Other life insurance industry supporters of an OFC include the American Council of Life Insurers.

At the same time, the National Association of Insurance and Financial Advisers remains neutral, saying it will work with both federal and state officials to improve regulation of the life insurance industry.

“NAIFA is committed to improving the state-based regulatory system and remains open to good-faith reform initiatives, state or federal, that will help agents better serve the public,” said John Davidson, NAIFA’s newly elected president, an insurance agent based in Thousand Oaks, Calif.

In a statement to members, the AALU said the advantage of the “concept” of OFC legislation is that it “could be helpful for producers and clients to have a federal regulator with expertise on life insurance issues who has the same kind of credibility with Congress and the administration that the Office of the Comptroller of the Currency has on banking issues.”

The “primary risk” of OFC legislation, the AALU said, is that “federal regulation of life insurance has not yet been tried and there could be significant harm if poor regulation results.”

The position paper added that, “AALU does not currently believe this is likely, but it is important that risk be mitigated by the specifics of the national regulatory structure that is created and by ongoing regulatory choice for life insurance producers and carriers.”

The AALU statement was prompted by the Sept. 28 introduction of H.R. 6225, the National Insurance Act of 2006, by Rep. Ed Royce, R-Calif.

At the same time, a new coalition of insurance companies, trade associations, and agents and brokers known as the Coalition Opposed to a Federal Insurance Regulator (COFIR) voiced opposition to the bill.

Greg Wren, a state legislator in Alabama and executive director of COFIR, said H. R. 6225 and the Senate version, S. 2509, would dismantle a 135-year old system in place and operational in all 50 states.

“While we acknowledge that insurance regulation should be streamlined, we believe establishing another federal office to do so is not the answer,” Wren said. Its members include the Independent Insurance Agents and Brokers of America, which also independently put out a statement voicing opposition to the Royce bill.

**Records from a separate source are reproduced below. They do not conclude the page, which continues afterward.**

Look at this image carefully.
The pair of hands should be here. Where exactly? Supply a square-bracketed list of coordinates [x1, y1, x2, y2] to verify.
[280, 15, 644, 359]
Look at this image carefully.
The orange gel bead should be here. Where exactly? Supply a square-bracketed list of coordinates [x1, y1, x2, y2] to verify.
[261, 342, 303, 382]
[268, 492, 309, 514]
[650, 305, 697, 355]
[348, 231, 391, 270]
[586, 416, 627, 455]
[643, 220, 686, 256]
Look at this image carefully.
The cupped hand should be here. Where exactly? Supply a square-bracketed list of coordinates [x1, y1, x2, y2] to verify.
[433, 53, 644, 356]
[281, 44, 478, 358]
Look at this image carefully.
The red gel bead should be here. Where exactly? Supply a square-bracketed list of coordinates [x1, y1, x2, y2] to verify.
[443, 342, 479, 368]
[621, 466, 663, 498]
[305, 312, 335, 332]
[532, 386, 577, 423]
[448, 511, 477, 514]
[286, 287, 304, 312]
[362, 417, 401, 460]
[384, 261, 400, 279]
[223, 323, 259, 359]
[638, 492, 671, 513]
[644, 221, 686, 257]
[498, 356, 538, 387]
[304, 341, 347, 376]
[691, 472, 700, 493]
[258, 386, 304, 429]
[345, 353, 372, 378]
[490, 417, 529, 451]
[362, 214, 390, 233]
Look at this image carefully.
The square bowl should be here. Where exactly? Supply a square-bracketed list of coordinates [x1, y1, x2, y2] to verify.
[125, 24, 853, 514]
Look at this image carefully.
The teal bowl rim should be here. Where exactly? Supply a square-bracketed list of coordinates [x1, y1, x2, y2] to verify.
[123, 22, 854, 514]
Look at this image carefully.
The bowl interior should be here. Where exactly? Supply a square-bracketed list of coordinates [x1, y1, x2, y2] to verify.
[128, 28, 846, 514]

The House bill is a “companion” bill to similar legislation introduced in the Senate in April.

“The National Insurance Act would create a federal regulatory agency within the Treasury Department; however, it would leave the current state regulatory system in place,” he added.

“Taking power away from the states and centralizing it in Washington will only complicate issues for insurance companies, agents and brokers and, most important, consumers of insurance services,” Wren said.

Wren also said that COFIR favors reform of existing state insurance regulation “but believes empowering a federal regulator to oversee that reform is not a viable solution.”